Dieser Beitrag zeigt, welche fünf Elemente eine übertragbare Strategie ausmachen, warum strategische Klarheit den Unternehmenswert direkt steigert, wie Sie Ihre Strategie vor der Nachfolge dokumentieren – und welche typischen Schwächen Käufer sofort erkennen.
Warum Käufer auf Strategie achten
Strategische Klarheit wirkt auf drei Ebenen der Unternehmensbewertung.
Erstens: Glaubwürdigkeit der Planung. In der Due Diligence legt der Verkäufer typischerweise eine Planungsrechnung vor – Umsatz, Marge, Investitionen für die nächsten drei bis fünf Jahre. Der Käufer prüft: Ist diese Planung realistisch? Wenn keine erkennbare Strategie dahintersteht – kein klares Wachstumsmodell, keine definierte Zielkundengruppe, kein Differenzierungsansatz – dann ist die Planung nicht mehr als eine Excel-Tabelle mit Wunschzahlen. Käufer streichen sie zusammen.

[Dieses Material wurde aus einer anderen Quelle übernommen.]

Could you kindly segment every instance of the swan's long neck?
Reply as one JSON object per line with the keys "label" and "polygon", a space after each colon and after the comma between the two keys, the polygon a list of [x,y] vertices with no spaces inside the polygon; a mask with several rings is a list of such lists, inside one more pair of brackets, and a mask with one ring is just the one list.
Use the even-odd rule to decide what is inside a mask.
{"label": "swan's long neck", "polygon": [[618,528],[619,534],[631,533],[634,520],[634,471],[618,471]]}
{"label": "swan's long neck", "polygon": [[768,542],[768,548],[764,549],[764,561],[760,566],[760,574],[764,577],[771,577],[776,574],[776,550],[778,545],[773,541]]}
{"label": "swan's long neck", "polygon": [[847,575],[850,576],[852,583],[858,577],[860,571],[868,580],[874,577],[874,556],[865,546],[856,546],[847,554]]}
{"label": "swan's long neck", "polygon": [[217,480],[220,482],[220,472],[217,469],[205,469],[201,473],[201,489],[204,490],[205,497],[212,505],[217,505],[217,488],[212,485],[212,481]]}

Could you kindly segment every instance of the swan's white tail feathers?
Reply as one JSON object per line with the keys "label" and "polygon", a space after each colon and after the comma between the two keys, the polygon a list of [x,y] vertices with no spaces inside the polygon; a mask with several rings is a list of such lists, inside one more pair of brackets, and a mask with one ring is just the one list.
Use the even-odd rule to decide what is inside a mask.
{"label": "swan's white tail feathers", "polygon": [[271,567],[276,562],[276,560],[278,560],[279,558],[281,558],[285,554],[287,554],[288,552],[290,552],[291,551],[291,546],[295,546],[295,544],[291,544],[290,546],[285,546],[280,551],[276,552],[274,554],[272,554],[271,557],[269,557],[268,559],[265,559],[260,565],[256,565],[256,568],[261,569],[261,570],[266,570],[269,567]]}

Zweitens: Multiplikator-Wirkung. Der Multiple spiegelt wider, wie Käufer die Zukunftsfähigkeit eines Unternehmens einschätzen. Ein Unternehmen mit klarer Marktpositionierung, verteidigbarem Wettbewerbsvorteil und erkennbarem Wachstumspfad bekommt einen höheren Multiple als eines, das „irgendwie erfolgreich“ ist, ohne erklären zu können, warum. Die Strategie ist der Rahmen, der diese Zukunftsfähigkeit vermittelt.
Drittens: Übergabefähigkeit. Selbst wenn der Nachfolger langfristig seine eigene Strategie entwickelt – in den ersten ein bis zwei Jahren nach der Übernahme braucht er ein Fundament, auf dem er aufbauen kann. Ein Unternehmen ohne dokumentierte Strategie zwingt den Nachfolger, gleichzeitig das Tagesgeschäft zu führen und die strategische Richtung zu finden. Das überfordert – und erhöht das Risiko, dass in der kritischen Übergangsphase falsche Entscheidungen getroffen werden.
Die fünf Elemente einer übertragbaren Strategie
Eine Strategie, die den Unternehmenswert steigert und die Nachfolge erleichtert, muss nicht 50 Seiten lang sein. Sie muss fünf Elemente klar beantworten.
1. Marktposition: Wo stehen wir?
Wer sind Ihre Kunden? In welchen Segmenten, Regionen und Branchen sind Sie aktiv? Wie groß ist Ihr adressierbarer Markt? Und wie hat sich Ihre Position in den letzten fünf Jahren verändert – sind Sie gewachsen, stagniert oder geschrumpft?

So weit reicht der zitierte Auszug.